In 2009, who are the unemployed? Not, by and large, workers in factories that will make goods for American consumers. The deindustrialization of the economy, in progress since the 1970's, makes any stimulus program a low probability gamble. Will the stimulus program re-employ the leeches in the financial services industry that sent us over the edge in the first place? It is important to realize that this sector of the economy had grown to a very large proportion; possibly unprecedented. Even if the Federal government chose to reward them with new employment, what is it that the Federal government could buy from the sector? Variable annuities? Would those who are re-employed as a result of the stimulus program spend their newly increased incomes in the financial services sector, thus re-employing all those folks? Would that be rational?
In later postings, which don't come to mind (and given the allusive nature of post titling used ...), this notion was made more specific. Any economic recovery from depression/recession faces a fork in the road early on: either re-inflate the businesses which had been employing those made redundant by the collapse (even, and especially in the current case, those who caused the collapse), or move the economy into new (and by intent anyway, less silly) modes of production. I've returned to them in both versions of this endeavor on occasion. Re-inflation is easier to do, since it rewards the wealthy miscreants, and that's exactly what the QE exercise has done. Total employed has barely changed over the course. Capital gains, for those with capital naturally, have exploded. Such a country!!

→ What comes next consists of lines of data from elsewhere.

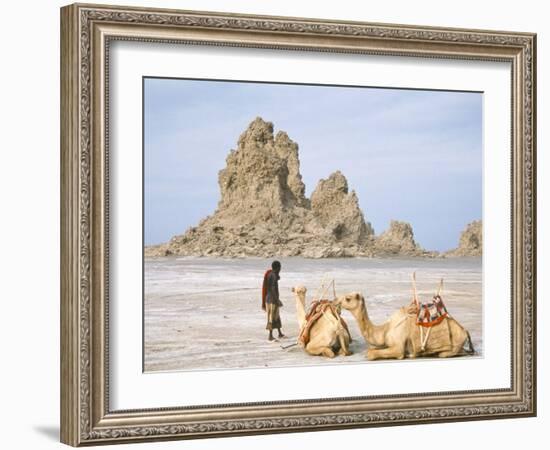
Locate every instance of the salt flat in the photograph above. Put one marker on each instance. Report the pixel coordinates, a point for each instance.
(205, 313)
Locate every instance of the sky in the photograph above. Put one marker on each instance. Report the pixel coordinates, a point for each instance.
(410, 155)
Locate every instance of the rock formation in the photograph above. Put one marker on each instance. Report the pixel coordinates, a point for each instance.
(398, 240)
(263, 210)
(470, 242)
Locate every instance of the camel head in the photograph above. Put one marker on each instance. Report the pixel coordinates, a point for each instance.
(351, 301)
(300, 292)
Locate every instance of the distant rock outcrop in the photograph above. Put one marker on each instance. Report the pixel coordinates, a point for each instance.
(398, 240)
(470, 242)
(263, 210)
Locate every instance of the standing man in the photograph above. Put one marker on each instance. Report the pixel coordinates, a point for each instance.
(270, 299)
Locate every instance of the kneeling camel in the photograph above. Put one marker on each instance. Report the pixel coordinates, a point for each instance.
(400, 336)
(327, 336)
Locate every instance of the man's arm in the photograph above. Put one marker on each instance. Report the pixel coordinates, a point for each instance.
(273, 290)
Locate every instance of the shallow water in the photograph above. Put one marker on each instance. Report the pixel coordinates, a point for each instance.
(205, 313)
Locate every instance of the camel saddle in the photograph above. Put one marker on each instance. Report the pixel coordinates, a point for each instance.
(432, 313)
(316, 310)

In sum: the raptor-quants intend to snip the gonads off the only part of Dodd-Frank that deals with the root cause of The Great Recession. They want all mortgages to be classified as exempt from the stricter rules (which aren't all that strict, particularly in historical context). They want to go back to 2004 when they could slurp jeroboams of moolah from the stream going from the saving class to the borrowing class. A zero-sum profit machine.
As Floyd Norris reports today, the Banksters, in harmony with builders and even some titular Left Wingnuts, have been hard at work to "Make it So", putting the oomph back into Banksterism.
The rules on qualified mortgages are meant to assure that consumers can afford them, and the requirements are rather low. Lenders must go to the trouble of verifying a borrower's income, and the total monthly debt obligation must be no more than 43 percent of pretax income. There are no requirements for down payments, or limits on how much is lent relative to the value of the property.
He later quotes the figure I've generally used: 35% as the operational rule of thumb. The new rules define three classes of mortgages, with the best having no restrictions. Naturally, the Banksters want all mortgages to magically qualify. "Welcome to Lake Homebegon, where all the Banksters are strong, all the men are feckless, and all the mortgages are above average."
So, the part of Dodd-Frank that's under assault is that which intends to rein in profligacy by home mortgage issuers (be they banks or mortgage companies). Both don't want to go back to the Good Old Days (which they always do, mostly) when savings' banks lent most mortgages and held them to term. Not much moolah to be slurped up that way. Better to make loosey-goosey ARMs and such, and sell them off for a quick few bucks. The builders don't want the new rules, since such rules reduce the number of high value qualifying houses; higher price thus higher profit. Just ask Apple how that works.
The raptor-quants are starting to feel hungry and need a hearty meal. I suppose it's just a coincidence that we hear about their hunger pangs at Thanksgivanukkah.